Food is an essential piece of the culture puzzle. To know a culture, I think you have to know its food. While a hot dog is probably not something you’d normally write home about, I must say, the Danish hot dog won me over.


Back in the car after visiting the mud flats, we were both eager for lunch, and Stella had insisted that I must try a Danish hot dog. We stopped at the first diner we came across. Since we were very close to the German border, the girls in the diner spoke German as well. We ordered our hot dogs, and I must say, the Danish know how to make some gooood hot dogs. Essentially, it is a bright red, extra-long sausage with onions, fried onions, pickles, and mustard or other type of sauce. The crispy fried onions are key though. The toppings make the Danish hot dog rather difficult to tackle. Should you bite it sideways and risk things falling off? Or go for a direct bite and get a messy upper lip?

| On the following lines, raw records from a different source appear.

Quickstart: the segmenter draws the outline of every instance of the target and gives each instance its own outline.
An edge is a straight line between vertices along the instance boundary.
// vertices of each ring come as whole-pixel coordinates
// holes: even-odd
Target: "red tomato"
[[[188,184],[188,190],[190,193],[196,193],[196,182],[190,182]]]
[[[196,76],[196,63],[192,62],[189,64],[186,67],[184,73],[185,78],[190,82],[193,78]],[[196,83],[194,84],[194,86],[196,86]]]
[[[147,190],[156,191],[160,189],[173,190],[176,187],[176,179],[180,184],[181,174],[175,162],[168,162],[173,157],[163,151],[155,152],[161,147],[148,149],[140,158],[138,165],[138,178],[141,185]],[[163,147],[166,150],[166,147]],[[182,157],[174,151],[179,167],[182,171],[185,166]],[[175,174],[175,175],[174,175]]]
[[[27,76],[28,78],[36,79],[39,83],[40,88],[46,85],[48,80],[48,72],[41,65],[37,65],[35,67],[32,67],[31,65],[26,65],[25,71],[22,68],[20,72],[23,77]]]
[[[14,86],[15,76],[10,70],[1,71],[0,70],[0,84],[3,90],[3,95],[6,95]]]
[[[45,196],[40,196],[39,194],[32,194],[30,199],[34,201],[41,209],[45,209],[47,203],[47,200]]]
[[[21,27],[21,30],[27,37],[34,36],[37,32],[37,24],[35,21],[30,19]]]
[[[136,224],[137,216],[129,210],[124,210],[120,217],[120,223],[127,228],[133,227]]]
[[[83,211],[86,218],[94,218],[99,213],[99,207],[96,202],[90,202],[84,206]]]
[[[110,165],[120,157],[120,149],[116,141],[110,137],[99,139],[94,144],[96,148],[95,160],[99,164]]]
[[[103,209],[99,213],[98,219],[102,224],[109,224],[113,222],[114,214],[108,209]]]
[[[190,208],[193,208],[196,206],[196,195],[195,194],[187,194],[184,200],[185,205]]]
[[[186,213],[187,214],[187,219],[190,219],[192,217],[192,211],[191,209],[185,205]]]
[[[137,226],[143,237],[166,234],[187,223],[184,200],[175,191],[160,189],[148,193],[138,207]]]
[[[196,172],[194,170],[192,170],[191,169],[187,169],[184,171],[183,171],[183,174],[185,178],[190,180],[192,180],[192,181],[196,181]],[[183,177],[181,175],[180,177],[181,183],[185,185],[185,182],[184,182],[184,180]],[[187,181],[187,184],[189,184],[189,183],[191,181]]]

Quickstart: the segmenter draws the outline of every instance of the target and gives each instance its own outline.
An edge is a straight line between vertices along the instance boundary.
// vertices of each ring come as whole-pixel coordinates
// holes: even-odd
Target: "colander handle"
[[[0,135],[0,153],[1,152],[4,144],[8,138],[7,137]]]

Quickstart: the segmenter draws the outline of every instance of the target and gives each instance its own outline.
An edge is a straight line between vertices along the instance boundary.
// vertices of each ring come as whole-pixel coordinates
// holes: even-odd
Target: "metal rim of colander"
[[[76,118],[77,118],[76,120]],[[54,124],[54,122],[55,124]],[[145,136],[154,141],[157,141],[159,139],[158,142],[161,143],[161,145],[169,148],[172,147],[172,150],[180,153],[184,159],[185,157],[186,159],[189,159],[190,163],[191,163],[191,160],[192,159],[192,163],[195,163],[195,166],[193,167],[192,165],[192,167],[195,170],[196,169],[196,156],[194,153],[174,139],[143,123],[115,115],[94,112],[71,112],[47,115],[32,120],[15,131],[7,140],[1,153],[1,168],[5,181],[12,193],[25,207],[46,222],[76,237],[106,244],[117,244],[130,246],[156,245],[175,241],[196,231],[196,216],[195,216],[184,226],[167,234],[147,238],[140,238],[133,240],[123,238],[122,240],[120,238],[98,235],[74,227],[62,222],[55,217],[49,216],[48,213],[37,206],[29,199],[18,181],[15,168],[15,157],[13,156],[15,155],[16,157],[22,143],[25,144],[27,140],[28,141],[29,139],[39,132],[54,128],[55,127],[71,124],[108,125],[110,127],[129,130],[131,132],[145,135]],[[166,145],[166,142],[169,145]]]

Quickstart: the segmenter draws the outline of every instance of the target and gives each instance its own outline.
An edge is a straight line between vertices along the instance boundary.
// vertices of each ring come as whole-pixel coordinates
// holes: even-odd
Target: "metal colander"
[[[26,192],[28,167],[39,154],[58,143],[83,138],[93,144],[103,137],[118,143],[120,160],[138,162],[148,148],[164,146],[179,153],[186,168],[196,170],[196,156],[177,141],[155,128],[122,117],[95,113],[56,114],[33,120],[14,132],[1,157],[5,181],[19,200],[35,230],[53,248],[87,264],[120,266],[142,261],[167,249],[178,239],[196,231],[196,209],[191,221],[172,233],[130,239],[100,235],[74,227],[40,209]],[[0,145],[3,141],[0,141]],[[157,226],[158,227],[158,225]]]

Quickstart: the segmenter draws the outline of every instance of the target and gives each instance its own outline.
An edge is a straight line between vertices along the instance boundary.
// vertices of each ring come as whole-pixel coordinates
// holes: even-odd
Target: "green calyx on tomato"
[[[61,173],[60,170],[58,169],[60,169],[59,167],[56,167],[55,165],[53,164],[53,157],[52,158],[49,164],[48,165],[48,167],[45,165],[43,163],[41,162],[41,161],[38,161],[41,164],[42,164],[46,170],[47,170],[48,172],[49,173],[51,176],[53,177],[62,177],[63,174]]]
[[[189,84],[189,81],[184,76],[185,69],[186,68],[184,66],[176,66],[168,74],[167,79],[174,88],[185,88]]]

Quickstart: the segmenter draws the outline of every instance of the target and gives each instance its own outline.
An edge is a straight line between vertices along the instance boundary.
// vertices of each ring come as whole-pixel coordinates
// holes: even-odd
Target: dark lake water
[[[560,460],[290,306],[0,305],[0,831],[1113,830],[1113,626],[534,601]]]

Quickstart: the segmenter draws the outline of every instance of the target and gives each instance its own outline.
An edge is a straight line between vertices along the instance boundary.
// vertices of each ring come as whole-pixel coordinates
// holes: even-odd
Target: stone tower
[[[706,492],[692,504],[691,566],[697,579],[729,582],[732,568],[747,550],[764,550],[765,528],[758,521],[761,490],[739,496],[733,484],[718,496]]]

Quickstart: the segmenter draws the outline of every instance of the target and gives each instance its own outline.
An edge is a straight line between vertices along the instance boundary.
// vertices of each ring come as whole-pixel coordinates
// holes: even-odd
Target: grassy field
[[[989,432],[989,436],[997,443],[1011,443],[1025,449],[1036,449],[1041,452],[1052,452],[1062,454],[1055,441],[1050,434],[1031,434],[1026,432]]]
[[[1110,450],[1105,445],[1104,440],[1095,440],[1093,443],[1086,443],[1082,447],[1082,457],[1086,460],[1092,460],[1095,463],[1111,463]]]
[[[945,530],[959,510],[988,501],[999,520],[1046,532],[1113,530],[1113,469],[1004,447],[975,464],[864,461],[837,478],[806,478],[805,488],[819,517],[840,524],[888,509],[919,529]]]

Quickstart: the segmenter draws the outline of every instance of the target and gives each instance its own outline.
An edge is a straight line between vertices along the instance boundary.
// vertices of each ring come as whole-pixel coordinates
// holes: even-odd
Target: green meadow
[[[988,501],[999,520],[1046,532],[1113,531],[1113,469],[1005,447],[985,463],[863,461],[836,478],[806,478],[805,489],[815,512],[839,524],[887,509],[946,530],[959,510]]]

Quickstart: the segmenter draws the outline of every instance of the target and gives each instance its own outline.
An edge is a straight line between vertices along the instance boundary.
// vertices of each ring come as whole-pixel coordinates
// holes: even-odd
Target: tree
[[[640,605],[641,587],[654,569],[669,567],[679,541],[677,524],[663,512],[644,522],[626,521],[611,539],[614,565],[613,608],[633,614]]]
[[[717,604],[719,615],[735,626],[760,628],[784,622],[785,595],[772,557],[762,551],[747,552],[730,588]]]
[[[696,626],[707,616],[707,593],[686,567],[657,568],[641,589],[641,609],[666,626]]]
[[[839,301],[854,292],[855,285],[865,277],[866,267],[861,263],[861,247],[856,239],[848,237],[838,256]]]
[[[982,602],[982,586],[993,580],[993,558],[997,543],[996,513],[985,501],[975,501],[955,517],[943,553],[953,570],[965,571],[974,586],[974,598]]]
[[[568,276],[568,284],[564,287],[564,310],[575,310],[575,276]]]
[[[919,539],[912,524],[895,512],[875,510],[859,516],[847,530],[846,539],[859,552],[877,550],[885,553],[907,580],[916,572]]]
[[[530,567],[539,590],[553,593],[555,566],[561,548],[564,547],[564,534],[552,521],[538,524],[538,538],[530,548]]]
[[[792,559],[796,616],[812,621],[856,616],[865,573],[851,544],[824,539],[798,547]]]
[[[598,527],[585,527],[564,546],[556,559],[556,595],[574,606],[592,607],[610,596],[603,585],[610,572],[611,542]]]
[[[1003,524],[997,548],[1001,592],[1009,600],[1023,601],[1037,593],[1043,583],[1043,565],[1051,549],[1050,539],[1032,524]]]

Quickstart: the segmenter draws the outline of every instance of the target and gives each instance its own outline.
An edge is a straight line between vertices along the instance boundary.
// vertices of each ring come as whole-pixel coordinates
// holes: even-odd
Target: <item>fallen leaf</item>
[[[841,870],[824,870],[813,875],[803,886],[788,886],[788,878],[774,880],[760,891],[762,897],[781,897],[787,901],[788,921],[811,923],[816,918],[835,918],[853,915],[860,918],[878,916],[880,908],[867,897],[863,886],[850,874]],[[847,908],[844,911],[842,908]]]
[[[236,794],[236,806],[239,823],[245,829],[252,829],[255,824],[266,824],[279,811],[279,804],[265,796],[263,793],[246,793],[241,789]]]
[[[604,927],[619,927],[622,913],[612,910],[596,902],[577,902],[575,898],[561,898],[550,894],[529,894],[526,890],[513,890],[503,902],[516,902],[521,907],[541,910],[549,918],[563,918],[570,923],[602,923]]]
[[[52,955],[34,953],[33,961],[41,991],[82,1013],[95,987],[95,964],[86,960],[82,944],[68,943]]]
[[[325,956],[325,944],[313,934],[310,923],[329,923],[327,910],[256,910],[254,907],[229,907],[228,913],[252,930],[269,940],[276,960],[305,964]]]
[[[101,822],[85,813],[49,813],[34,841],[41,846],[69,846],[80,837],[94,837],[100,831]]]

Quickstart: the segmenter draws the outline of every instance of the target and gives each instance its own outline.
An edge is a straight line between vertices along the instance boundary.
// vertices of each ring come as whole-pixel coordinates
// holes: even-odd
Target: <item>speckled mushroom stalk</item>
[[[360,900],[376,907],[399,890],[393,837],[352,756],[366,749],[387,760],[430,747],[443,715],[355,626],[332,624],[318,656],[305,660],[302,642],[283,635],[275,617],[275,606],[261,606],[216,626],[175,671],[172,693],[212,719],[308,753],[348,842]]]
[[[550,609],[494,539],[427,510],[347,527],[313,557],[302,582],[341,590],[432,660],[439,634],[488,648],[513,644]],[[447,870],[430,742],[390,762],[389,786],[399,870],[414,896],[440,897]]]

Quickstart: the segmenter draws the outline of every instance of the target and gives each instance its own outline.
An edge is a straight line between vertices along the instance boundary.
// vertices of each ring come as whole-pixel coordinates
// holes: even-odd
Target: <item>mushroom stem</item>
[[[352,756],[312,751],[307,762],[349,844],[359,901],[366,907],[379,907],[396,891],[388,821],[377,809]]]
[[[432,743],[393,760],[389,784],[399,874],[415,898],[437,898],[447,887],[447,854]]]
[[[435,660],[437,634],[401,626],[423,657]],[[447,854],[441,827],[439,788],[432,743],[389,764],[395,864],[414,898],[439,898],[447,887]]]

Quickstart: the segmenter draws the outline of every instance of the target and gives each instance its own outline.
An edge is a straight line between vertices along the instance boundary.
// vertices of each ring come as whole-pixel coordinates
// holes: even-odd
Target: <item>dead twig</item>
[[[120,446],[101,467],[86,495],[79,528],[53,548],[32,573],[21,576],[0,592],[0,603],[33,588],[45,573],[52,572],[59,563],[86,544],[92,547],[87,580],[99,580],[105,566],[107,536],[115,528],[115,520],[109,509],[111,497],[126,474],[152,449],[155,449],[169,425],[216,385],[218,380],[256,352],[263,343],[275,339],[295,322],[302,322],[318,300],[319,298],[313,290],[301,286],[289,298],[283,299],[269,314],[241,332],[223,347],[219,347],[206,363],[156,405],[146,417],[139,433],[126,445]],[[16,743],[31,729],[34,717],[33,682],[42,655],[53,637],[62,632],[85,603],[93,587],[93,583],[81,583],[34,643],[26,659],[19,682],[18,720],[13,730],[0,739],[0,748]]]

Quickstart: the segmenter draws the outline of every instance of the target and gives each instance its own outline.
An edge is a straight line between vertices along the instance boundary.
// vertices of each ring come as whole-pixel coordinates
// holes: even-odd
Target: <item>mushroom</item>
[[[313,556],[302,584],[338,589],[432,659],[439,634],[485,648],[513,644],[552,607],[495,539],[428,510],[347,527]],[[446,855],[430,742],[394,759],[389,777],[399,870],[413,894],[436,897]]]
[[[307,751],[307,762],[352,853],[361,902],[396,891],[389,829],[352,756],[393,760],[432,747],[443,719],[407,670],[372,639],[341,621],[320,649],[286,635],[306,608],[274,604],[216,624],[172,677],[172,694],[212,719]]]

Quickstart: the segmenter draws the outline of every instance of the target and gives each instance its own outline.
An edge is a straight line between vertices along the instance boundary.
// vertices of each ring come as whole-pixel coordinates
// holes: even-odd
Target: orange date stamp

Biting into the Danish hot dog was something I could not resist filming:

After a most delightful lunch of hot dogs and chocolate milk, we piled back into the car and turned on the radio. Stella had told me how funny the Danish language sounds, and I have to say, I agree. I think it would be difficult to learn. While I couldn’t understand the radio DJs, the music was in English. I heard Cee Lo’s tame version of his song “Forget You” for the first time… now when I hear it, I can’t help but think of Denmark. And cows. We cruised by fields with windmills and cows until we made it to our next stop: the oldest town in Denmark!